Bosch pretendía poner al joven a la defensiva: interrogarlo en su propio terreno le concedía cierta ventaja y quería aportar un poco de malestar a la situación. Si Li se sentía amenazado sería más comunicativo y estaría más dispuesto a tratar de complacer a sus interrogadores.
– Bueno, lo siento. De todos modos, pensaba que lo único que tenía que hacer era firmar mi declaración.
– Tenemos su declaración, pero se trata de algo más que firmar papeles, señor Li. Hay una investigación en marcha; las cosas cambian cuando llega más información.
– Lo único que puedo hacer es pedir disculpas. Siéntense, por favor. Lamento que haya tan poco espacio.
La oficina era estrecha y Bosch se dio cuenta de que era compartida. Había dos escritorios, uno al lado del otro, apoyados contra la pared de la derecha. Dos sillas de oficina y otras dos plegables, probablemente para representantes de ventas y entrevistas de trabajo.
Li cogió el teléfono de su despacho, marcó un número y le pidió a alguien que no lo molestaran. A continuación hizo un gesto de abrir las manos, señalando que estaba listo para empezar.
– Primero de todo, me sorprende un poco que esté trabajando hoy -dijo Bosch-. Ayer asesinaron a su padre.
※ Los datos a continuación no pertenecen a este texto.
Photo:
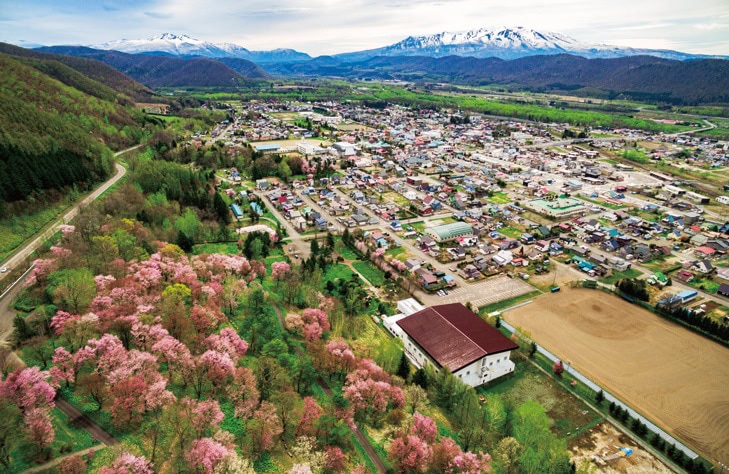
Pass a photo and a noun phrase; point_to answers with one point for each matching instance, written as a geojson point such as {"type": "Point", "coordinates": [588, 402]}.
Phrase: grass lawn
{"type": "Point", "coordinates": [600, 202]}
{"type": "Point", "coordinates": [499, 305]}
{"type": "Point", "coordinates": [612, 279]}
{"type": "Point", "coordinates": [225, 248]}
{"type": "Point", "coordinates": [338, 271]}
{"type": "Point", "coordinates": [499, 198]}
{"type": "Point", "coordinates": [347, 253]}
{"type": "Point", "coordinates": [709, 286]}
{"type": "Point", "coordinates": [396, 251]}
{"type": "Point", "coordinates": [373, 274]}
{"type": "Point", "coordinates": [569, 415]}
{"type": "Point", "coordinates": [16, 229]}
{"type": "Point", "coordinates": [418, 226]}
{"type": "Point", "coordinates": [510, 232]}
Li asintió con solemnidad.
– Me temo que no he tenido tiempo de llorar a mi padre. He de dirigir el negocio o no habrá negocio que dirigir.
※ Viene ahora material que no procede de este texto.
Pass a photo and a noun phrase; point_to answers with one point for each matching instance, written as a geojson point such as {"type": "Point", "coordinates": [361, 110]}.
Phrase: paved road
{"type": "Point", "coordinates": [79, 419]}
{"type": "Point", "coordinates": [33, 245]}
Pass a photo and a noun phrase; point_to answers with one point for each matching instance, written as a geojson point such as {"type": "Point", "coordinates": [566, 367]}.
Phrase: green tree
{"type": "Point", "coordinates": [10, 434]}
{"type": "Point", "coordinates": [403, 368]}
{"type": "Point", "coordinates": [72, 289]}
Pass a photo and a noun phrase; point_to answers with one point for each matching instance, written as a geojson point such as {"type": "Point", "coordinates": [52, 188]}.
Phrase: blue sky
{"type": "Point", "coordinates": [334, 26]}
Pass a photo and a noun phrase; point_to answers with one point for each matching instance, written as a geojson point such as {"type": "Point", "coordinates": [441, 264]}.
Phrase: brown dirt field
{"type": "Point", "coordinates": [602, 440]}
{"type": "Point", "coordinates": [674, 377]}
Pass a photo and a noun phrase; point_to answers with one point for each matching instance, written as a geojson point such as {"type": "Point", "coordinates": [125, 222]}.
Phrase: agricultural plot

Bosch asintió e hizo una señal a Chu para que continuara. Él había redactado la declaración de Li y, mientras la repasaba, Bosch miró a su alrededor en el despacho. En la pared de encima de los escritorios había licencias del estado enmarcadas, el diploma de 2004 de Li de la facultad de Empresariales de la Universidad del Sur de California y un certificado con mención honorífica a la mejor tienda nueva de 2007 de la Asociación de Comerciantes de Comestibles de Estados Unidos. También había fotos enmarcadas de Li con Tommy Lasorda, el anterior director de los Dodgers, y un Li adolescente de pie en los escalones del Tian Tan Buddha de Hong Kong. Igual que había reconocido a Lasorda, Bosch reconoció la escultura de bronce de treinta metros conocida como el Gran Buda. En una ocasión había viajado con su hija a la isla de Lantau para verla.
Bosch estiró el brazo y enderezó el marco del diploma de la Universidad del Sur de California. Al hacerlo se dio cuenta de que Li se había graduado con honores. Pensó por un momento en Robert saliendo de la universidad con la oportunidad de hacerse con las riendas del negocio de su padre y convertirlo en algo más grande y mejor. Entre tanto, su hermana abandonó la universidad y volvió a casa para hacer las camas.
Li no pidió cambios en su declaración y firmó al pie de cada página. Cuando hubo terminado levantó la mirada y la dirigió a un reloj de pared colgado sobre la puerta. Bosch se dio cuenta de que pensaba que había terminado. Pero no era así: había llegado su turno. Abrió el maletín y sacó una carpeta, de donde extrajo la foto impresa del matón que había recaudado el dinero de la extorsión. Bosch se la pasó a Robert Li.